Tot nu toe controleerden NVWA-dierenartsen in slachthuizen op letsel aan vleugels en lichaam, dat doorgaans ontstaat bij het vangen van de dieren. Volgens de rechter biedt deze methode echter onvoldoende zekerheid over het moment waarop het letsel is ontstaan, dit zou namelijk ook tijdens transport of in het slachthuis kunnen gebeuren. Daardoor is niet vast te stellen wie verantwoordelijk is voor het dierenleed.
NVWA onderzoekt alternatieven
De NVWA gaat de uitspraak grondig analyseren en kijkt naar nieuwe manieren om het moment van letsel objectief vast te stellen. “Feit blijft dat het letsel ergens tussen de mesterij en de slachtlijn ontstaat”, aldus Lisette de Ruigh, directeur Slachttoezicht bij de NVWA. “We houden ketenpartners daarvoor verantwoordelijk en zullen met hen in gesprek gaan. Tegelijkertijd blijven we het letsel in slachthuizen monitoren en heroverwegen we onze mogelijkheden voor handhaving.”
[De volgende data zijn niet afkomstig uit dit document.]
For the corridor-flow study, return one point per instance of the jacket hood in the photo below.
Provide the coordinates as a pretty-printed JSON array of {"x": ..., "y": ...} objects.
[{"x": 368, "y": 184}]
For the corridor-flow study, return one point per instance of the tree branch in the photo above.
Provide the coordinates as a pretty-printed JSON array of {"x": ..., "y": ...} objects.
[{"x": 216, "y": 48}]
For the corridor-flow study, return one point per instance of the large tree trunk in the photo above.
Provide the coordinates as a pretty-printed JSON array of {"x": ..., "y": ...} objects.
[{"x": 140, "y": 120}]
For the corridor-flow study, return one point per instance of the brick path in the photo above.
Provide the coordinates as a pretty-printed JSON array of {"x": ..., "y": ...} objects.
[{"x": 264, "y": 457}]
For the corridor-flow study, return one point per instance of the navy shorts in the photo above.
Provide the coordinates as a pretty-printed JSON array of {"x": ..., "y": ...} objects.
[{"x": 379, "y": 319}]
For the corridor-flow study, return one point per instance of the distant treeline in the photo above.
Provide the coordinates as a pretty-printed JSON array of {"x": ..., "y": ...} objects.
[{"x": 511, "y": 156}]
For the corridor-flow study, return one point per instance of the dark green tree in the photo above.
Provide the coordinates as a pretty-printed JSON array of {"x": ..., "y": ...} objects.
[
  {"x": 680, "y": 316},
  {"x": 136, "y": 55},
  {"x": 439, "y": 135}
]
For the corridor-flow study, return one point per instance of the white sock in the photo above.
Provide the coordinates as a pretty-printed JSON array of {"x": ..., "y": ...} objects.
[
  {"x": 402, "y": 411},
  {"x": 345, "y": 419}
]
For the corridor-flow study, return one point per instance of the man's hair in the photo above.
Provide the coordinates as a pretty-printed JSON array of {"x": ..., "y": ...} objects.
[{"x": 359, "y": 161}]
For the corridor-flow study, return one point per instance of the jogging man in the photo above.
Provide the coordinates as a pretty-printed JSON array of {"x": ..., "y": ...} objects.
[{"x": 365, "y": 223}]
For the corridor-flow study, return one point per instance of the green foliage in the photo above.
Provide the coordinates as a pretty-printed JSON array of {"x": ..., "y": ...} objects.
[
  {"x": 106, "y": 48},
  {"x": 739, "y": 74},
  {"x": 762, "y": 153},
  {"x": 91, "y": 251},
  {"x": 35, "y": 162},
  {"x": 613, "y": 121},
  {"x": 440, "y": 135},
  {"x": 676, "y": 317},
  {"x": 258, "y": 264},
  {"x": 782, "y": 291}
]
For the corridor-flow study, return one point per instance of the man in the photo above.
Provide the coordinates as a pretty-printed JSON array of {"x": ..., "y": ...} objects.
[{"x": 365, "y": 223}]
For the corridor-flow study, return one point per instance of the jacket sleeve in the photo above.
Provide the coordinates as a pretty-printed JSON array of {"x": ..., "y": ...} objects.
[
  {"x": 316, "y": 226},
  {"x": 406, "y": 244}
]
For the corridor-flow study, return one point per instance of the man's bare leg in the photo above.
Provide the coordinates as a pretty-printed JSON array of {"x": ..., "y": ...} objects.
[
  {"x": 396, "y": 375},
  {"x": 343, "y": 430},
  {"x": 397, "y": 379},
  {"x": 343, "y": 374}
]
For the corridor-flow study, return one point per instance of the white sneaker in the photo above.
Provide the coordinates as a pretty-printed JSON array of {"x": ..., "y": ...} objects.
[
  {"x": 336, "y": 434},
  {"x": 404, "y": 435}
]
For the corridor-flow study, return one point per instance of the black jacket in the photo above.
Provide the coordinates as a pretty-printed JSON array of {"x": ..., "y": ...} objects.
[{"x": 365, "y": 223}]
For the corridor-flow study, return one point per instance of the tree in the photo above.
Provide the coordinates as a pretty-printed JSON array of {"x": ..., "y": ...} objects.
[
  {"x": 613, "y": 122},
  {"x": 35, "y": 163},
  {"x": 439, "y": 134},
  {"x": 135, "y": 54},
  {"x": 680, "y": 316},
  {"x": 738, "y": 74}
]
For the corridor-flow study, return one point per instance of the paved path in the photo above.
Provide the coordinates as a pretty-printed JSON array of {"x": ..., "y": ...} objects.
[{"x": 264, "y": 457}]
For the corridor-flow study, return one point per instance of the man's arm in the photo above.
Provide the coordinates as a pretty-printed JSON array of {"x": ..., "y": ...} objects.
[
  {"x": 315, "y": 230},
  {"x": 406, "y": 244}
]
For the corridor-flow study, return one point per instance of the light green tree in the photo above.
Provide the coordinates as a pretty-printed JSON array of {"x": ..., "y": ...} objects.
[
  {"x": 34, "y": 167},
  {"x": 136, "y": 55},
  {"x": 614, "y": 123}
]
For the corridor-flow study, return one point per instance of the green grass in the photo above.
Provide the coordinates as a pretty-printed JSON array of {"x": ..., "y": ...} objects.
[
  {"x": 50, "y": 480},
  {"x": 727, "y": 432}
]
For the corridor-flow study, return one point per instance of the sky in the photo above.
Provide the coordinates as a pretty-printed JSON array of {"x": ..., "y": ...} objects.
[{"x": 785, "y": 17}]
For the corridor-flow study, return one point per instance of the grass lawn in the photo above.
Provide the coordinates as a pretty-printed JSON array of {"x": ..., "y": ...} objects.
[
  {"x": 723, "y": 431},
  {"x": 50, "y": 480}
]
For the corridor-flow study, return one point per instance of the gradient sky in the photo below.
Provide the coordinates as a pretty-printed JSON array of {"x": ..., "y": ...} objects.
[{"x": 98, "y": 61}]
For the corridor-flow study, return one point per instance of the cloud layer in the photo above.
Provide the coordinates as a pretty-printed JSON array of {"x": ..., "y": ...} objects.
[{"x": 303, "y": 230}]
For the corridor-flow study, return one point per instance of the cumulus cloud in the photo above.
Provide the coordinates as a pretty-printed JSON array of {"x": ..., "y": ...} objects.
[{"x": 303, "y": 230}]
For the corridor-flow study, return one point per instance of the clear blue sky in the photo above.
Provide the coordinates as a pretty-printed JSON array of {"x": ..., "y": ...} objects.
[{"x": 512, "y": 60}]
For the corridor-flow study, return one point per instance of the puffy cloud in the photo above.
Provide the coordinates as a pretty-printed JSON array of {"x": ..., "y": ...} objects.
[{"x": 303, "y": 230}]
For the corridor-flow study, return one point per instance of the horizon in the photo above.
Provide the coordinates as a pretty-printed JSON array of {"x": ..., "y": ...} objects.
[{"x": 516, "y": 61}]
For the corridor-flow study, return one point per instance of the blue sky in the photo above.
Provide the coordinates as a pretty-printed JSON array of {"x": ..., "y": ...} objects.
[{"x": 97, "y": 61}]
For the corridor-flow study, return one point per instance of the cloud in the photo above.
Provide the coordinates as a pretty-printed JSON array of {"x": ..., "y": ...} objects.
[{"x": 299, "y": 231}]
Door strikte controles en inzet van verschillende ketenpartners is het percentage pluimvee met vang sinds 2017 sterk gedaald: van 27 procent naar iets meer dan 2 procent Toch gaat het nog altijd om miljoenen dieren per jaar die letsel oplopen. “Dat is onacceptabel,” zegt De Ruigh. “We blijven ons inzetten voor verdere verbetering van het dierenwelzijn.”